[Pixman] [PATCH] ARM: NEON: optimization for bilinear scaled 'over 8888 8888'

Tue Mar 15 11:03:07 PDT 2011

On Tue, Mar 15, 2011 at 11:02 AM, Taekyun Kim <podain77 at gmail.com> wrote:
> Hi everyone,
> I wrote some NEON codes for bilinear scaled 'over 8888 8888' extending
> previous patches from siarhei siamashka.

Hi, it's nice to see that you keep looking into improving bilinear
scaling performance for pixman. I just wonder if you have totally
given up on non-NEON bilinear optimizations by now? My understanding
was that this was the area which you originally tried to work on.
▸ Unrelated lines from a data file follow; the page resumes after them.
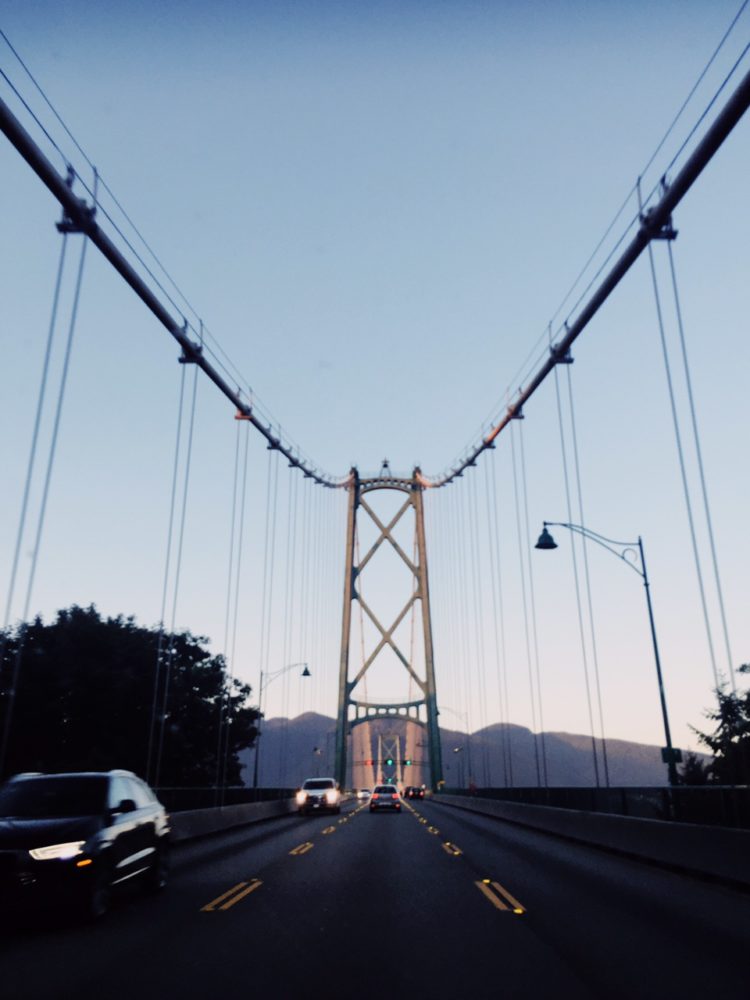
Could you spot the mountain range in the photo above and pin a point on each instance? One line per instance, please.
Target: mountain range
(498, 755)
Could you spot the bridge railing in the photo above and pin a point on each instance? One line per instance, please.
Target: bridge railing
(720, 805)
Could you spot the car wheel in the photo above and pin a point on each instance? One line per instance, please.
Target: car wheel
(158, 873)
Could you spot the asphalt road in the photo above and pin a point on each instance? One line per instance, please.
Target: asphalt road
(430, 903)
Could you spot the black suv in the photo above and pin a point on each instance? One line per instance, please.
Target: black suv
(413, 792)
(76, 836)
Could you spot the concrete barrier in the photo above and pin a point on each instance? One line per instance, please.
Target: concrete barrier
(708, 851)
(200, 822)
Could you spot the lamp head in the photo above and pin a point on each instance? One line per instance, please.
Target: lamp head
(545, 541)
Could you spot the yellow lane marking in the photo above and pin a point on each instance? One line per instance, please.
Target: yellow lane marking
(517, 908)
(499, 896)
(302, 848)
(255, 884)
(238, 892)
(491, 895)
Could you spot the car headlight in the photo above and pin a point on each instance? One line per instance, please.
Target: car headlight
(61, 851)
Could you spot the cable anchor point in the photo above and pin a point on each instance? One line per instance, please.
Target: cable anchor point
(560, 356)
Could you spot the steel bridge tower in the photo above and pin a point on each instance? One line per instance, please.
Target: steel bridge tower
(422, 710)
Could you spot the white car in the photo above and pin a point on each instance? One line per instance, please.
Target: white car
(319, 795)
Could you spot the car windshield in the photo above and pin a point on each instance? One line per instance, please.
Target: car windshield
(46, 798)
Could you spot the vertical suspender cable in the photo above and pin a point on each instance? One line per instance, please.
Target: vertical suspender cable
(683, 470)
(167, 560)
(525, 603)
(532, 602)
(701, 471)
(16, 669)
(35, 433)
(25, 506)
(178, 568)
(584, 656)
(499, 619)
(479, 625)
(587, 576)
(232, 655)
(223, 691)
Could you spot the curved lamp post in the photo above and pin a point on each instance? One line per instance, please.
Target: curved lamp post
(265, 680)
(625, 551)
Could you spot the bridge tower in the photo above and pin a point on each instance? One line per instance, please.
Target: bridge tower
(421, 709)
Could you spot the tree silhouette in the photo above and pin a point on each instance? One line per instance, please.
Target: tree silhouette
(730, 741)
(87, 687)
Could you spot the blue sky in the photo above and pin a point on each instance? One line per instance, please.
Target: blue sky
(377, 209)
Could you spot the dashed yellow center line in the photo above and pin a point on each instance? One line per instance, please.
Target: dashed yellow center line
(499, 896)
(302, 848)
(232, 896)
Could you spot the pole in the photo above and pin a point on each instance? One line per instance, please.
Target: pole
(671, 764)
(257, 735)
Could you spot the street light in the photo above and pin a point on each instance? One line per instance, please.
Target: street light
(625, 551)
(261, 688)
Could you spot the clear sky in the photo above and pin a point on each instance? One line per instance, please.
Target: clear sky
(377, 209)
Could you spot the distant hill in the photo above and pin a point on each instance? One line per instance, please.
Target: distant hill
(294, 749)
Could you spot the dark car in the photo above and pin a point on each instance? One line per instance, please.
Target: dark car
(413, 792)
(74, 837)
(385, 797)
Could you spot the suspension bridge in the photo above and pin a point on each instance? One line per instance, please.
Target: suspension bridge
(396, 602)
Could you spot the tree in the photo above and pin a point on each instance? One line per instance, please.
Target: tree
(730, 741)
(86, 693)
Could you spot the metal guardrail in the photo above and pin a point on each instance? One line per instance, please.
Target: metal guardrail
(723, 805)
Also a bit tricky part is that I'm also still working on more pixman
ARM NEON optimizations and I'm about to submit two additional bilinear
performance optimizations patchsets, one of them unfortunately
clashing with your patch. Not to mention that NEON optimized
'over_8888_8888' and 'over_8888_565' with bilinear scaled source are
also part of my plan, even though they are not immediately available
as of today.

Regarding your patch itself. It seems like it was scrambled by either
your e-mail client or server. In any case, I had some troubles
recovering broken lines before I could apply it. Unless you can solve
this problem somehow, I would prefer patches which are just sent as
attachments. The best thing would still be a branch in some public git
repository.

> I put some combining operations just before storing interpolated pixels into
> the destination buffer.
> It has passed my several naive test cases,

Additional test cases are fine and definitely appreciated, but the
basic minimum is to pass the standard pixman tests ('make check'). And
right now we have some problems when they are run on ARM linux system
for pixman with your patch applied:

scaling-test: scaling-test.c:357: test_composite: Assertion
`frcd_canary_variable1 == frcd_volatile_constant1' failed.
/bin/sh: line 5: 11109 Aborted                 ${dir}$tst
FAIL: scaling-test
affine-test: affine-test.c:276: test_composite: Assertion
`frcd_canary_variable1 == frcd_volatile_constant1' failed.
/bin/sh: line 5: 11114 Aborted                 ${dir}$tst
FAIL: affine-test
PASS: composite
=============================================
2 of 18 tests failed
Please report to pixman at lists.freedesktop.org
=============================================

It shows that NEON code is clobbering callee saved d8-d15 registers
which are also mapped to q4-q7 with this patch. Anyway, just adding
missing vpush/vpop should easily resolve the problem.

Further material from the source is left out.